We have a few batches that perform some heavy writes, resulting in a lot of WAL bein produced in a short period of time.

The standby desynchronizes because the pg_xlog becomes full.

I could just increase the FS but I would like to understand.

I found out that with this version of PostgreSQL, the restartpoints are triggered only because of the checkpoint_timeout (5 min) parameter on the standby.

The primary checkpoints a lot (every 5 sec or so) because of the WAL activity (triggered by checkpoint_segments (10) ). The result is that my standby doesn't recycle its WAL quickly enough and the FS becomes full before the next checkpoint.

Since checkpoints every 5s is "a bit too much", I tried to set checkpoint_segments to 50 on the primary and checkpoint_timeout to 30s in the standby. It's ugly but somehow the checkpoint timing are in synch and the standby doesn't "desync".

My questions are:

  • In 9.1.16 and before. How did you handle restart point when it was triggered only by checkpoint_timeout?
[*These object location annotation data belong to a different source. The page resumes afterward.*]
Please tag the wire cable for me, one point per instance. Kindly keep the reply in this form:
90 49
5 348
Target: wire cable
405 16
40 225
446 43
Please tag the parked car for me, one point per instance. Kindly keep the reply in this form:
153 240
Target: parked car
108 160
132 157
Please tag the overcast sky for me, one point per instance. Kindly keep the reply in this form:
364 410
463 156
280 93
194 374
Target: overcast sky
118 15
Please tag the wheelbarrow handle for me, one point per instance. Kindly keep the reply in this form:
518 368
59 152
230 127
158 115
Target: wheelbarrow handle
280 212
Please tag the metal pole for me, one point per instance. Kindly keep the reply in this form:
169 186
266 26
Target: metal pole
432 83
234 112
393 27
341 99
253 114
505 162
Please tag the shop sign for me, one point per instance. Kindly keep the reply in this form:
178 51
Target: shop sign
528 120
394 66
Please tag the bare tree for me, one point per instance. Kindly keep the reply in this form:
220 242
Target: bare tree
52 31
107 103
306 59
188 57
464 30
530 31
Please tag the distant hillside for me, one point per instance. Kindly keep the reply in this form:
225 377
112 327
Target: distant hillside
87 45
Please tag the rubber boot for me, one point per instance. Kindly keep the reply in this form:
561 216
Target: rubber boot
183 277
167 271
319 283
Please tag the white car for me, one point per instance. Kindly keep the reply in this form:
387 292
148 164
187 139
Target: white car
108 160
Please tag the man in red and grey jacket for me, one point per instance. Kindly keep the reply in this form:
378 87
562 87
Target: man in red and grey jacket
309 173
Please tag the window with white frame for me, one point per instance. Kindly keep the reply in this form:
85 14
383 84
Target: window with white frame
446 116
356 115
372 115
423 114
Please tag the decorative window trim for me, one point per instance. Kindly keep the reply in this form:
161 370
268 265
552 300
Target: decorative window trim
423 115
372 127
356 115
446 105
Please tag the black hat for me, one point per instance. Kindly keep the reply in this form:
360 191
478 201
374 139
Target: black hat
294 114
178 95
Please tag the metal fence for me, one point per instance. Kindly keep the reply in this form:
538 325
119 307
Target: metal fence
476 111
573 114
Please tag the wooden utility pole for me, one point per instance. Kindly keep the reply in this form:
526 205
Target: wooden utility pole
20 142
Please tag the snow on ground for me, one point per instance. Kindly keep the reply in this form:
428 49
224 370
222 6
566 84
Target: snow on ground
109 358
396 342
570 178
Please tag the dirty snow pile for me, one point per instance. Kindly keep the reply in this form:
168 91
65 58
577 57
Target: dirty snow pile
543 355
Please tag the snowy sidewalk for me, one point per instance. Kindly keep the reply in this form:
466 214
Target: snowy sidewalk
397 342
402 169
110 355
  • Can I do something else PostgreSQL wise than this ugly workaround ?

  • I don't have much experience with pg in real world. my pg_xlog FS is 5G. Is it a normal size or is it way too small ?
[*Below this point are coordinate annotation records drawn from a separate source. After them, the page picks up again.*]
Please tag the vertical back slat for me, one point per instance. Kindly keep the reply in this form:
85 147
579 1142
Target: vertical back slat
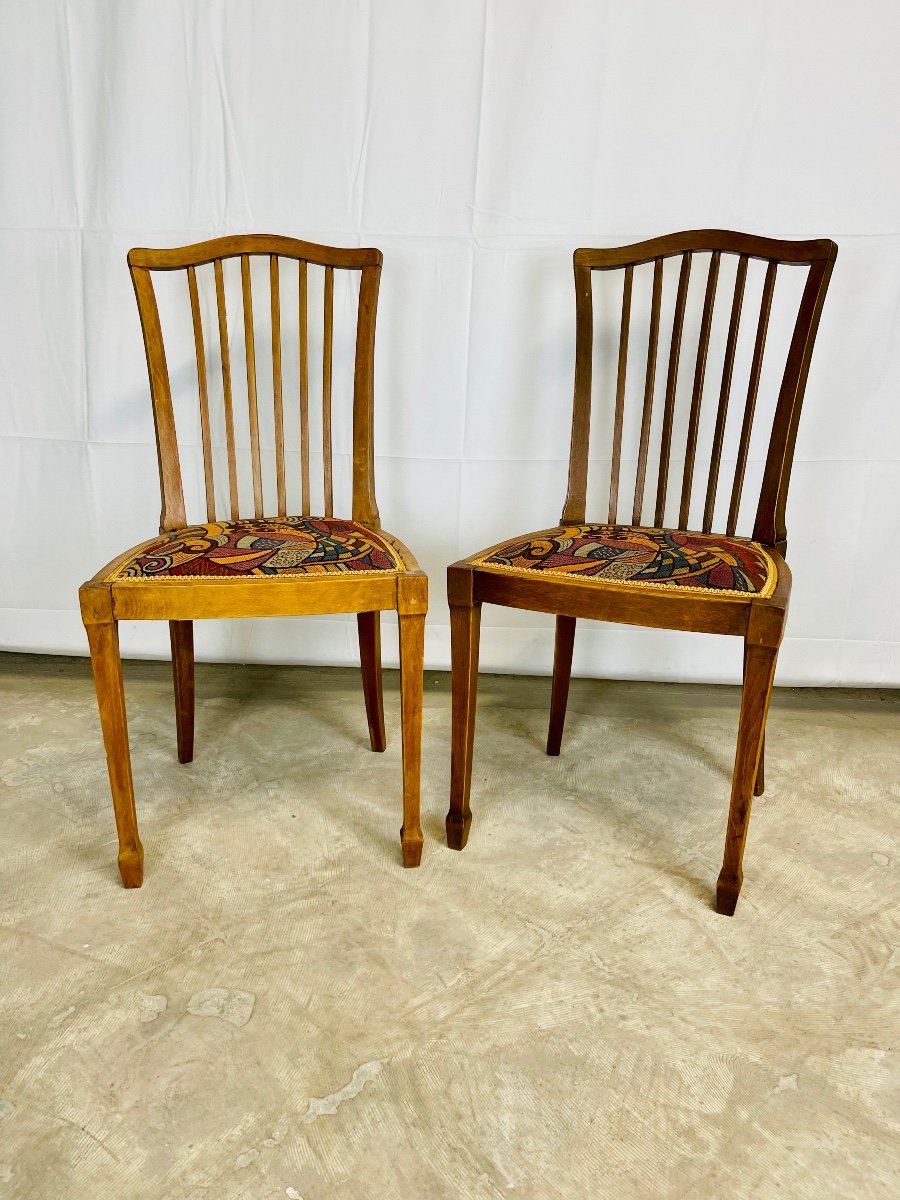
621 393
227 390
250 348
725 393
304 390
671 385
328 330
204 394
751 393
274 287
365 507
576 495
697 394
649 384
PS: Feel free to ask me more info, it's my first post.

PS2: the article I found about checkpoint_timeout on standby

Best Answer

To answer your questions:

  1. Set the checkpoint_timeout lower, as you did, to 30 seconds or so. I made sure to enable log_checkpoints in my postgresql.conf and used to monitor the number of segments and replication lag. You can also set checkpoint_completion_target=0 to adjust the checkpointing behavior as well. But really, on a replica, checkpoint_timeout is really the only way to keep the pg_xlog directory down in size on a replica. Additional reference here: pgsql bugs #7801

  2. Adjusting checkpoint_timeout is unfortunately the best option. There are some tips on dealing with pg_xlog filling up in this blog post: Solving pg_xlog out of disk space problems, but these mostly apply to a primary that's run out of space, and the panic related to that.

  3. PostgreSQL WAL segments take up approximately this much room, according to the documentation for 9.1 WAL Configuration:

    (2 + checkpoint_completion_target) * checkpoint_segments + 1 or checkpoint_segments + wal_keep_segments + 1 files

    So if you do the math like this for example, with a checkpoint_completion_target=0.9 and checkpoint_segments = 50:

    (2 + 0.9) * 50 + 1 = 146 * 16MB = 2336 MB

    Which is only about 45% of your 5 GB of your pg_xlog filesystem. So long as you aren't getting checkpoint warnings in your logs, and the space isn't in danger of being completely used up, 5 GB should be fine. Using these formulas, you should be able to appropriately size your pg_xlog filesystem for your usage.

    Greg Smith has a lovely chart in PostgreSQL 9.0 High Performance, referenced here: Server Configuration Tuning Practices. I would also recommend the book as a reference, even though it's a bit old, because a lot of the information in it is still quite applicable.

Hope that helps. =)